The private girl's school I attended did not offer Driver's Ed.
Our tuition money went towards other more important classes. Classes like the one Sr. Herbert Carnation taught, innocently named, "Death and Dying" which turned out to be a semester long "Q & A" session dealing with the secret world of Nun's. One particular day Sr. Herbert took us on a tour of the convent located on our school's campus. She showed us where she slept, where she ate, and where she prayed.
Maybe, too much.
Someone in the class forgot for a moment that she was a Nun and asked a personal question. Everyone held their breath. Sr. Herbert stood quietly for a moment, closed her eyes, reached into her blouse, and started massaging something that might have been a breast if Nun's had those. No one knows for sure.
We all sat in stunned silence, alternately captivated and repulsed. After what seemed like an eternity, she answered. One girl excused herself from the room. The rest of us sat completely still while our eyes darted about, searching frantically for reassurance from each other that we hadn't just heard what we did. Let's just say that by the time class was over we were no more prepared to meet our maker than when we started, but we sure knew more than we needed to know about the private and personal life of a Nun.
As for driving, the Nuns at my school walked everywhere. They owned one car for twelve Nuns. They carpooled with the Priests who drove bigger cars if they needed to go anywhere far. I remember my mother giving a couple of Nun's a ride to the store. They sat in the back seat and prayed the rosary the whole ride. It had nothing to do with being holy, my mother was a bad driver.
This is the reason I had to go to public school during the summer to learn how to drive.
I was terrified.
What would I have in common with the heathens?
Would they know I wasn't one of them?
What would I wear?
Catholic school kids didn't own any real clothes. We were born wearing a uniform.
It turns out, those were the least of my worries. I should have been more concerned about the fact that not one kid in our class knew the difference between the brakes and the gas pedal.
I should have been more concerned about the fact that our Driver's Ed teacher, who was also the angry school football coach had a bad case of narcolepsy and randomly fell asleep when he was under a great deal of stress.
Teaching kids to drive is stressful.
He slept through most of our driving.
He told us on the first day of "behind the wheel" training to leave him alone and not bother him if he happened to take a little nap while we drove. He also threatened to kill us with his bare hands if we told anyone about his problem.
I hope he's taking a nap right now and not reading this.
I learned many things that summer besides driving.
I learned that shutting my eyes while another student (whose turn it was at the wheel) took a hairpin turn on two screeching tires did nothing to drown out the sound of the crying boy next to me.
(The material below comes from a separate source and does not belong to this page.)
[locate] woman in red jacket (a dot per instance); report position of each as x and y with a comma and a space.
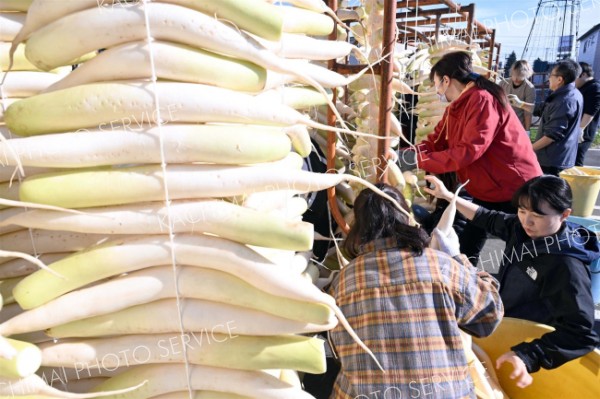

I learned that yelling, "Get out of my way" repeatedly, followed by a rapid succession of hysterical, "Oh, God's" as I barreled down the shortest on-ramp to the freeway did not help me merge any faster, or make the cars already on the freeway go any slower. No one could hear me anyway. The coaches loud snores drowned out everything.
That summer I learned not to tell my parents about my near-death experiences on a daily basis.
I told them hourly, and begged not to go back.
They made me go anyway, mumbling something about my overactive imagination.
I ended up getting my license that summer and living to tell this story.
I feel at this time that special thanks should go to Coach McSnoozy and Sr. Herbert Carnation. Without them this story would have been really boring.